The Foundation received direct feedback, such as suggestions to focus on climate or neurodegenerative diseases. She thanked the attendees for their evaluations and also shared that the Foundation will launch a new fund later this month — the William B. Schueler Fund for Neurodegenerative Research. Overall, Crawford said, the reviews helped LLF compile data that will be used for building the strategy for the Foundation going forward. A complete presentation of the findings will go before the board in October.

“Lawrence Livermore National Lab has always made history and will always make a difference,” Crawford said. “I’m very proud to have worked at the Lab and to now be affiliated with the Lab through the Livermore Lab Foundation.”

Taking a turn at the podium, LLNL Director Kim Budil also shared an update on the Lab’s recent successes — including a major advance in generating copious fusion energy with the National Ignition Facility laser, growth in Lab employment, along with its work connected to the pandemic.

“The Lab has been ahead of the curve on this, working on developing novel pipelines for rapid drug discovery and therapeutic discovery.

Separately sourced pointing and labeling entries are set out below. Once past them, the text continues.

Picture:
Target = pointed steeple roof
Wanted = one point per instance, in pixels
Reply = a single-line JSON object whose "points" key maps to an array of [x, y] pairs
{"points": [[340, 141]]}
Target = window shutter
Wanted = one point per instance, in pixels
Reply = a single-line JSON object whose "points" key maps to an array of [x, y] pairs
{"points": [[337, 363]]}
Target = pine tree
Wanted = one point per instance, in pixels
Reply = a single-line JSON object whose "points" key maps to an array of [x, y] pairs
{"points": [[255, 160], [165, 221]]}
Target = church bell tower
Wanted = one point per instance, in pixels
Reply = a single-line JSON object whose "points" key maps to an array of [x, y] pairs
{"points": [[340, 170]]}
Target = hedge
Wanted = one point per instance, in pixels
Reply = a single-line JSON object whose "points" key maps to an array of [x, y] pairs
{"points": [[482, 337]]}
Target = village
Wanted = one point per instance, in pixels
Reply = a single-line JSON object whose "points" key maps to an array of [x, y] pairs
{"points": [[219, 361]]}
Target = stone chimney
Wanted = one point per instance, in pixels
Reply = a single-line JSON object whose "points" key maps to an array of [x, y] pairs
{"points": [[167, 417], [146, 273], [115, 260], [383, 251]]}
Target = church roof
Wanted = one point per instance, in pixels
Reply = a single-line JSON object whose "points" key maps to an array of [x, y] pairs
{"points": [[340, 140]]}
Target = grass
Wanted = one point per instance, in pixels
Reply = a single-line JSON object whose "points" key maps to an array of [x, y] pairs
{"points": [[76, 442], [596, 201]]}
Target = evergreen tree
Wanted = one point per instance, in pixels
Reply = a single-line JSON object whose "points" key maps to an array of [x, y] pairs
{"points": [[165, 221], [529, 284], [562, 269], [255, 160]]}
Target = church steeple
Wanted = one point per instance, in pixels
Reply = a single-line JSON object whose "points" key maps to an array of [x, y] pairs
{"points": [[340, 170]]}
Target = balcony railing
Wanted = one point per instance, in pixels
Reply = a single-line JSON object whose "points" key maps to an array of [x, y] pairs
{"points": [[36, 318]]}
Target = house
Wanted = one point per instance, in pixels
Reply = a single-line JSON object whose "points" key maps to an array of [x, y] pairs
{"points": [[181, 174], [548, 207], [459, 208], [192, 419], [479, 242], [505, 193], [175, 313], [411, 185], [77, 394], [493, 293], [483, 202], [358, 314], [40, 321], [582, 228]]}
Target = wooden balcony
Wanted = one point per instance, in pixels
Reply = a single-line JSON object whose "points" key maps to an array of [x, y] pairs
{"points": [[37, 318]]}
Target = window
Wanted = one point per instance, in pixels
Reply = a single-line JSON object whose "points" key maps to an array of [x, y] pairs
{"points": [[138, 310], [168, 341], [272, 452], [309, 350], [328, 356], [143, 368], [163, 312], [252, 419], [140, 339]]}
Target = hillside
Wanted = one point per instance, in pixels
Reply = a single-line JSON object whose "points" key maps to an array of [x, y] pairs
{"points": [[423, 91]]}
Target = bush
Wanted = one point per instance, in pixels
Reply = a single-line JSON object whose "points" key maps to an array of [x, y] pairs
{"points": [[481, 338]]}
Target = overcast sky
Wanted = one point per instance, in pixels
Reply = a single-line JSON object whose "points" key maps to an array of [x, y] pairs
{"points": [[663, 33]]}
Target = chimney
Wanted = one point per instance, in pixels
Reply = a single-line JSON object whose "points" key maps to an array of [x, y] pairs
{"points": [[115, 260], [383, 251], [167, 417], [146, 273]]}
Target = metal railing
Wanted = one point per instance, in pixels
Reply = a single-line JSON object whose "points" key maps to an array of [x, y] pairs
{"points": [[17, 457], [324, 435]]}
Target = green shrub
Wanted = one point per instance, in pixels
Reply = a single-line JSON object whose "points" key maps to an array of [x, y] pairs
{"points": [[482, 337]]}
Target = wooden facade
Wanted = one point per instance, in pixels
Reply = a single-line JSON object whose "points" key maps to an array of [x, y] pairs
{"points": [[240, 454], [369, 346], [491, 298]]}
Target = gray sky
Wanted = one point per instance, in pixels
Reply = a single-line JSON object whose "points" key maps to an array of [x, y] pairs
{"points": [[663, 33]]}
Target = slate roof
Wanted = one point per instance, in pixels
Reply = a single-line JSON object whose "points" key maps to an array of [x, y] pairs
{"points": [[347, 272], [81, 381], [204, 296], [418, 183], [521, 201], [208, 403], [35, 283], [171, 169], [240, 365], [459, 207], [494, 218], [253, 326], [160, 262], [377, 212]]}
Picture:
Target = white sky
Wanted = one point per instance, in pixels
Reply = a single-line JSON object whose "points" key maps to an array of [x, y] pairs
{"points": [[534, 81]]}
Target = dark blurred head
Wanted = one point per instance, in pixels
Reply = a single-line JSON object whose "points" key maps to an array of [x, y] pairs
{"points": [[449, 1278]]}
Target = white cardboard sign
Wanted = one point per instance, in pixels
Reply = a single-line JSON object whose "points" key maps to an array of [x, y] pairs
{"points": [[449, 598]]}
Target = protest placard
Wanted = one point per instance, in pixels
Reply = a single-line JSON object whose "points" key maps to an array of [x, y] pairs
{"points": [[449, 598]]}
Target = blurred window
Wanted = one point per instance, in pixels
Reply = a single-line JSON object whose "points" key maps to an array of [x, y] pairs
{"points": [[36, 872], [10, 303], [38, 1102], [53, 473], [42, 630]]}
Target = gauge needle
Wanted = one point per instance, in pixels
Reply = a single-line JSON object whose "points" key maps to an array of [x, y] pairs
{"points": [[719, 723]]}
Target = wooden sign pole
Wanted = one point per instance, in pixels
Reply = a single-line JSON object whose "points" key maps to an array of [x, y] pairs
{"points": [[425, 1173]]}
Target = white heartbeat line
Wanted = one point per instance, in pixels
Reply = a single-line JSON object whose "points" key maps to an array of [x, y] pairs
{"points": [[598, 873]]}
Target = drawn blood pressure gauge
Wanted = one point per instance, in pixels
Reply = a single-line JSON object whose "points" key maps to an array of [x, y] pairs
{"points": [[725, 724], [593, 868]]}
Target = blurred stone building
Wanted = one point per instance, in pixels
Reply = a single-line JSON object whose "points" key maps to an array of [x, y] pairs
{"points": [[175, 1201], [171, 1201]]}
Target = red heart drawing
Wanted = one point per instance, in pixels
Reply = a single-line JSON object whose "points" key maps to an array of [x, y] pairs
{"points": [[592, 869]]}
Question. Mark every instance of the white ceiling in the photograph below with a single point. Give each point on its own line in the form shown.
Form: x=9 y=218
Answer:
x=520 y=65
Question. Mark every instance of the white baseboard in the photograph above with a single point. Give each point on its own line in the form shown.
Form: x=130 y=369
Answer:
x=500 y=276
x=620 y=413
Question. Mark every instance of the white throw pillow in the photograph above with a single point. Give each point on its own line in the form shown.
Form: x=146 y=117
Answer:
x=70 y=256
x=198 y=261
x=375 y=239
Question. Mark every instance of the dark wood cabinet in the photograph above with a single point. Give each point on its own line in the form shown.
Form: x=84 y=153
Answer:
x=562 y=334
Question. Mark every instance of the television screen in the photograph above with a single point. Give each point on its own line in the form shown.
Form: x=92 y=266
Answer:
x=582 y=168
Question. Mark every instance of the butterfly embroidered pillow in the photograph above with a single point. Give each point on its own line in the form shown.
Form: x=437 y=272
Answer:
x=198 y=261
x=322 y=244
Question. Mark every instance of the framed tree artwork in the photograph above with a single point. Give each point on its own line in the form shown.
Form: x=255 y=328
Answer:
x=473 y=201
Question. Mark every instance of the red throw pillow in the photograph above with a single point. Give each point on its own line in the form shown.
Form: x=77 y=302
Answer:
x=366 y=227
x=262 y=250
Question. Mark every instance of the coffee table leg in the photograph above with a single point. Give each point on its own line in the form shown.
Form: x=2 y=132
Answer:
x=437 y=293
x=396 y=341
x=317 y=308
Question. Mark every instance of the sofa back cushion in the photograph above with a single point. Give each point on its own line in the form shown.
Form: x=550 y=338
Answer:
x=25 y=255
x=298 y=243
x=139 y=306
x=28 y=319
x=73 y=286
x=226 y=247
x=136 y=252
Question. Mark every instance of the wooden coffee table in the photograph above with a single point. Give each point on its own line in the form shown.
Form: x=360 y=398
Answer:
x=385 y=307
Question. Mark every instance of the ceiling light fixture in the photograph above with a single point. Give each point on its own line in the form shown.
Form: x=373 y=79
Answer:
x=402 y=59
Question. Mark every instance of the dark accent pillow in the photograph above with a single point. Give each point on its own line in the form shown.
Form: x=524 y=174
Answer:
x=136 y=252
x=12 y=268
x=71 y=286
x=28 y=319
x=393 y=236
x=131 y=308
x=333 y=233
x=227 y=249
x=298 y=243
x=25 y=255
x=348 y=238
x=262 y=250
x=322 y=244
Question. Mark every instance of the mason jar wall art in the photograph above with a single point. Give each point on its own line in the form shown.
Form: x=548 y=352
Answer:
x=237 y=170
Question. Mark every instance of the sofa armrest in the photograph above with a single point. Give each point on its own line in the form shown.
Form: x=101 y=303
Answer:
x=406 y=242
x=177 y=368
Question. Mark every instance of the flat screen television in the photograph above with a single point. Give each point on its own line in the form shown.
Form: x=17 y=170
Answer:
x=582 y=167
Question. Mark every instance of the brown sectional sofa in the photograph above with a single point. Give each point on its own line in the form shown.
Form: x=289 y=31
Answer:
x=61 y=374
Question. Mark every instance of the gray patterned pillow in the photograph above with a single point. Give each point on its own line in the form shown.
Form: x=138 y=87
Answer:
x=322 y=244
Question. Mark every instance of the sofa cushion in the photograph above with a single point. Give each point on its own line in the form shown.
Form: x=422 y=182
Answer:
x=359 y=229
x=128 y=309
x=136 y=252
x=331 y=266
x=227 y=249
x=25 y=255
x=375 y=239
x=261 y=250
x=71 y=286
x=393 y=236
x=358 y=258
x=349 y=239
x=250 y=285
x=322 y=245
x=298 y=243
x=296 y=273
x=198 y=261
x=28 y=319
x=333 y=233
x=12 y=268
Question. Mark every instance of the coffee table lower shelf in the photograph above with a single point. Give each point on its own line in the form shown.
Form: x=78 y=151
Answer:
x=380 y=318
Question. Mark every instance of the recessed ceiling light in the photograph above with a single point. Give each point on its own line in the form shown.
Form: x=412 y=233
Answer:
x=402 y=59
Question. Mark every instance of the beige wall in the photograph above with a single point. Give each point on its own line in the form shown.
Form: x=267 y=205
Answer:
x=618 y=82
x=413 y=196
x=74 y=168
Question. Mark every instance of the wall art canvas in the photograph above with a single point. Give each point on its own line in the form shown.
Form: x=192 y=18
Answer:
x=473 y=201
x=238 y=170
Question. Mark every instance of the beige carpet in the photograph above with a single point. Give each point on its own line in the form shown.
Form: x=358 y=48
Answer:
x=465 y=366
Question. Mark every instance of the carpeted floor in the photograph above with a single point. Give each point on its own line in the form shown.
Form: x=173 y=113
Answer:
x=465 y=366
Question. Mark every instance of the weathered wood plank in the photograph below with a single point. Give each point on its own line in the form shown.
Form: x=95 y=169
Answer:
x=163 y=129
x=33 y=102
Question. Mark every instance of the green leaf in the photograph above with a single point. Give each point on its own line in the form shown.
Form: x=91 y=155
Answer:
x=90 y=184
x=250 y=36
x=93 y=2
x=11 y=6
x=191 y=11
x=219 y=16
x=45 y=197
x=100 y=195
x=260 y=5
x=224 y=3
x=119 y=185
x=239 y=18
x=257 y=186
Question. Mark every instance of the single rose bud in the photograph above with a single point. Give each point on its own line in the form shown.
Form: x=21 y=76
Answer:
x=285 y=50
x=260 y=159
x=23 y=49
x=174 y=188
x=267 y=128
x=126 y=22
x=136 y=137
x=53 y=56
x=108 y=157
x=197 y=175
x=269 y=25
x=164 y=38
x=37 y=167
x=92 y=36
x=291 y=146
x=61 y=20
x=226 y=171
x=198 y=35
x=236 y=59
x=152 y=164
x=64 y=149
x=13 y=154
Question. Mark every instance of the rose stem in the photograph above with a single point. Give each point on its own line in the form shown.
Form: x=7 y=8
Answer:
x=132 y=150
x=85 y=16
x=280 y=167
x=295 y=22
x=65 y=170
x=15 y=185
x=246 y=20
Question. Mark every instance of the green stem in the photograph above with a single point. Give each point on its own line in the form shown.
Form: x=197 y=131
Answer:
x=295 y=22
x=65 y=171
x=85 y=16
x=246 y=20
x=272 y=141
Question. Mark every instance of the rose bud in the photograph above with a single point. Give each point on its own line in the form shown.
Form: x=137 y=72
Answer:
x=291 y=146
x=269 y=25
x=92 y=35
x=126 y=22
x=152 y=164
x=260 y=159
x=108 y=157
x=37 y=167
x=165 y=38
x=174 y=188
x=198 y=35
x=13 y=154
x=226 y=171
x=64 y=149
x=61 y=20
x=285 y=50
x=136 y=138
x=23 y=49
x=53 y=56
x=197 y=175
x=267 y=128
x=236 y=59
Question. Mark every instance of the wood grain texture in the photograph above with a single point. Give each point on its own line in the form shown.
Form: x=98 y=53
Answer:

Working on this for the last decade, we now have the full attention of the nation’s government on this problem, and we’re really poised to take an important next step to bring our capabilities to bear in that area,” Budil said. “The Foundation is an important partner for us in this realm, because it really gives us the opportunity to work on adjacent problems that might not necessarily be in the sweet spot for government investment but allow us to build partnerships with other entities and access the vast resources of the philanthropic community, which is really important to us.”

Crawford went on to say that the listening tour allowed LLF to look at the Foundation’s accomplishments and goals in a fresh light.

She concluded, “The Foundation accomplishes its vision of advancing science and inspiring next-generation scientists by leveraging the unique capabilities and facilities at the Lab, by bringing in philanthropic support.”